Neste novo estudo, os investigadores mostram que baixas doses de radiação favorecem as células mutantes capazes de produzir cancro no esófago. Os investigadores submeteram os ratos a uma dose de 50 miligramas de radiação, equivalente a três ou quatro tomografias computadorizadas, em consequência as células mutantes p53 espalharam-se e superaram as células saudáveis.
David Fernandez-Antoran, do Wellcome Sanger Institute, e primeiro autor do estudo, referiu: “Nossos corpos são um conjunto de ‘Game of Clones’ – uma batalha contínua pelo espaço entre células normais e mutantes.

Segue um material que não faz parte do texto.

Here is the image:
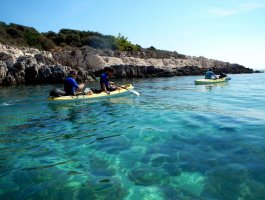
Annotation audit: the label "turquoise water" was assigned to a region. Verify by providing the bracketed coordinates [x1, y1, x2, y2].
[0, 74, 265, 200]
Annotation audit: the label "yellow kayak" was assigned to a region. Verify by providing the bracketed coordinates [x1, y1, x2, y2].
[195, 77, 231, 85]
[48, 84, 135, 101]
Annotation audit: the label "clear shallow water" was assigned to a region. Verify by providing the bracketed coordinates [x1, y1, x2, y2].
[0, 74, 265, 200]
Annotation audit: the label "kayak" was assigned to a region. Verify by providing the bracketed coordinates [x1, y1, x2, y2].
[195, 77, 231, 85]
[48, 84, 136, 101]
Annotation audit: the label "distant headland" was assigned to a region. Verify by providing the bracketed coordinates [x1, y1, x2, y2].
[0, 22, 258, 86]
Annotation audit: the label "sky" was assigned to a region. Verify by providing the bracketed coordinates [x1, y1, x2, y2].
[0, 0, 265, 69]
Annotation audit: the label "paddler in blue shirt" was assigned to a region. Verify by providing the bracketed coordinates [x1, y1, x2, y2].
[205, 68, 218, 79]
[64, 70, 85, 96]
[100, 67, 117, 94]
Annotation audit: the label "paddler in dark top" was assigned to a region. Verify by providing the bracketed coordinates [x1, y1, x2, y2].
[64, 70, 85, 96]
[205, 68, 218, 79]
[100, 67, 118, 94]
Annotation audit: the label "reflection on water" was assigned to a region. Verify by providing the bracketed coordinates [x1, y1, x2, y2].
[0, 74, 265, 200]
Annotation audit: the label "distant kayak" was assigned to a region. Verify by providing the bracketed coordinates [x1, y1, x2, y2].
[48, 84, 136, 101]
[195, 77, 231, 85]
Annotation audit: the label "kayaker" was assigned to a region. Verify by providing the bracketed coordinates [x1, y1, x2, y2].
[219, 72, 227, 78]
[205, 68, 218, 79]
[64, 70, 85, 95]
[100, 67, 117, 94]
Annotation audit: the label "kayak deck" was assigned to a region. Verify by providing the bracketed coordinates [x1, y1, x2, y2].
[194, 77, 231, 85]
[48, 84, 134, 101]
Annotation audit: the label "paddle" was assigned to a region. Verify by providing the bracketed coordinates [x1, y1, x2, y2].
[115, 84, 140, 96]
[95, 77, 140, 96]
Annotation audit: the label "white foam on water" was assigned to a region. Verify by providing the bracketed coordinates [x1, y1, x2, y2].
[1, 103, 11, 106]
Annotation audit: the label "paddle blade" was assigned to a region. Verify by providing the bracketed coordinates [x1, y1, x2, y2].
[129, 90, 140, 96]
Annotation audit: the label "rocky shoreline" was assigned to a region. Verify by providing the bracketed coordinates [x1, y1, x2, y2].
[0, 43, 254, 86]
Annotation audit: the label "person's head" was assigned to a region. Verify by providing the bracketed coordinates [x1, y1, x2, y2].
[69, 70, 77, 78]
[104, 67, 114, 76]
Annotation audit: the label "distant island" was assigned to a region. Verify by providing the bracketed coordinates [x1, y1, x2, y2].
[0, 22, 254, 86]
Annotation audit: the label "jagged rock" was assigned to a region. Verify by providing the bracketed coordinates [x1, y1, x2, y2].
[0, 43, 253, 85]
[0, 61, 8, 85]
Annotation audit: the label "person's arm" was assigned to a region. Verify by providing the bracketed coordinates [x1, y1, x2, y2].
[77, 83, 85, 90]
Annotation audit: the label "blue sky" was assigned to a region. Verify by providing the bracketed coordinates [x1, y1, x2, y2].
[0, 0, 265, 69]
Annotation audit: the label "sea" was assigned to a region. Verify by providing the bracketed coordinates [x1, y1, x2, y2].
[0, 73, 265, 200]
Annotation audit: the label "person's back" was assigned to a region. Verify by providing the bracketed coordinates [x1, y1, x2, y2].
[100, 72, 109, 90]
[100, 67, 117, 94]
[64, 70, 81, 95]
[205, 68, 217, 79]
[64, 77, 78, 95]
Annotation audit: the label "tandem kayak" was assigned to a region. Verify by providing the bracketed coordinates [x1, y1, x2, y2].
[194, 77, 231, 85]
[48, 84, 136, 101]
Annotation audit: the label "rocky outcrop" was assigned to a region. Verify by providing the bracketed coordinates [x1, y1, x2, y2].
[0, 43, 253, 85]
[0, 44, 91, 85]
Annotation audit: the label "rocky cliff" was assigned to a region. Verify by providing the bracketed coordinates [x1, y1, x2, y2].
[0, 43, 253, 85]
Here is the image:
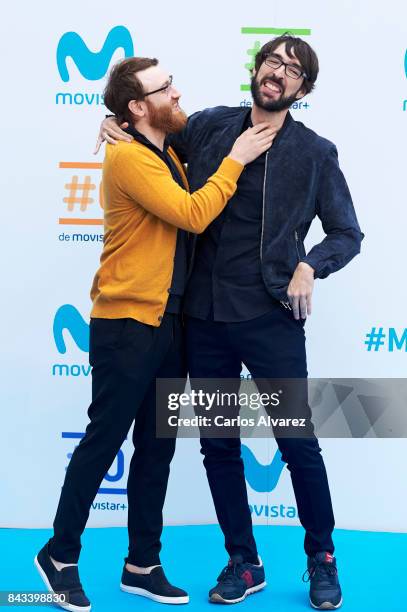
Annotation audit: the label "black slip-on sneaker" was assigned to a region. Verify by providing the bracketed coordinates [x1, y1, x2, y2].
[120, 565, 189, 604]
[34, 543, 91, 612]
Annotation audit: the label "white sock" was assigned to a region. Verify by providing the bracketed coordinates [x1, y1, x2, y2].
[126, 563, 160, 575]
[50, 556, 78, 572]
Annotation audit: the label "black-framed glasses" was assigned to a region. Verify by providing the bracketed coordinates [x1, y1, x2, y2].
[264, 55, 308, 79]
[144, 74, 172, 98]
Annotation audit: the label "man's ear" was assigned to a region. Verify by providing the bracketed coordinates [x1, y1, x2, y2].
[127, 100, 146, 119]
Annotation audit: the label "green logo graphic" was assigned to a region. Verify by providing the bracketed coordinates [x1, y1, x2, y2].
[240, 28, 311, 91]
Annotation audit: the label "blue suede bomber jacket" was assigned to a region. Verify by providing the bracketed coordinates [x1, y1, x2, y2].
[170, 106, 364, 302]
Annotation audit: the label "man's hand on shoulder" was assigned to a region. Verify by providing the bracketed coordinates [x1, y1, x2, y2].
[287, 261, 314, 319]
[93, 117, 133, 155]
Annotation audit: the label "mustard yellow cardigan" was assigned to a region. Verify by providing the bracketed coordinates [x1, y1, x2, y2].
[91, 141, 243, 327]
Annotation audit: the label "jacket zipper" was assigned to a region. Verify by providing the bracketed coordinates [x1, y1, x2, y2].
[260, 151, 269, 262]
[260, 151, 291, 310]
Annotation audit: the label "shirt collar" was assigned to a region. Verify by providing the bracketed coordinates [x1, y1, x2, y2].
[124, 125, 168, 155]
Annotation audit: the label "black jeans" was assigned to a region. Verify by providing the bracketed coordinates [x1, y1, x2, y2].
[50, 314, 186, 567]
[186, 303, 335, 562]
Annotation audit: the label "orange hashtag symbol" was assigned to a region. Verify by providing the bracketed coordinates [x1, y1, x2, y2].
[64, 176, 96, 212]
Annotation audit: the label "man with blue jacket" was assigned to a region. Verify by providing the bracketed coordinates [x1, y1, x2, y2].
[100, 35, 363, 609]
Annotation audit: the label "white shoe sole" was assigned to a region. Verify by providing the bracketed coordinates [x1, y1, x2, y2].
[309, 598, 343, 610]
[34, 557, 91, 612]
[120, 582, 189, 605]
[209, 581, 267, 604]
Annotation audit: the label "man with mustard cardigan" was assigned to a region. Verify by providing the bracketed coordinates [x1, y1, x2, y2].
[35, 58, 274, 611]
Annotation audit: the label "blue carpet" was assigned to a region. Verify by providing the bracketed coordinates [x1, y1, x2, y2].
[0, 525, 407, 612]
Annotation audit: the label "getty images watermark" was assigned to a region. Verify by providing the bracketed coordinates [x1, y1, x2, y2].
[156, 378, 407, 438]
[167, 389, 306, 428]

Nós mostramos que mesmo doses baixas de radiação, semelhantes a três exames de TC, podem aumentar as hipóteses de ganharem as células mutantes capazes de produzir cancro. Descobrimos um potencial risco adicional de cancro como resultado da radiação, que precisa ser reconhecida”.
Os investigadores administraram a outro grupo de ratos um antioxidante de venda livre, o N-Acetyl Cysteine (NAC), antes de os exporem aos baixos níveis de radiação, tal como no caso do outro grupo, e descobriram que o antioxidante deu às células normais o impulso necessário para superar e erradicar as células mutantes do p53.
No entanto, também verificaram que só a administração do antioxidante, sem exposição à radiação, não ajudou as células normais a combater as células (clones) mutantes.
Kasumi Murai, do Wellcome Sanger Institute, e coautora do estudo, referiu: “Dar aos ratos um antioxidante antes de expô-los a baixas doses de radiação deu às células saudáveis um impulso extra necessário para lutar contra as células mutantes, no esófago, e fazê-las desaparecer. No entanto, não sabemos o efeito dessa terapia noutros tecidos”, para já “o que sabemos é que nas pessoas, de acordo com outros estudos, o uso prolongado de antioxidantes por si só não é eficaz na prevenção do cancro”.
Phil Jones, do Wellcome Sanger Institute e MRC Cancer Unit, da Universidade de Cambridge, e principal autor do estudo, referiu: “Os procedimentos de imagens médicas usando radiação, como tomografia computadorizada e raios-X, têm um nível muito baixo de risco – tão baixo que é difícil de medir. Esta investigação está a ajudar-nos a entender mais sobre os efeitos de baixas doses de radiação e os riscos que ela pode acarretar, mas são necessárias mais estudos para entender os efeitos nas pessoas.”
A equipa de cientistas sugere que esta investigação também destaca a possibilidade de serem desenvolvidas terapias para prevenir o cancro. Ao aumentar as células saudáveis, elas eliminam as células capazes de produzir cancro, sem nenhum efeito colateral tóxico para o paciente.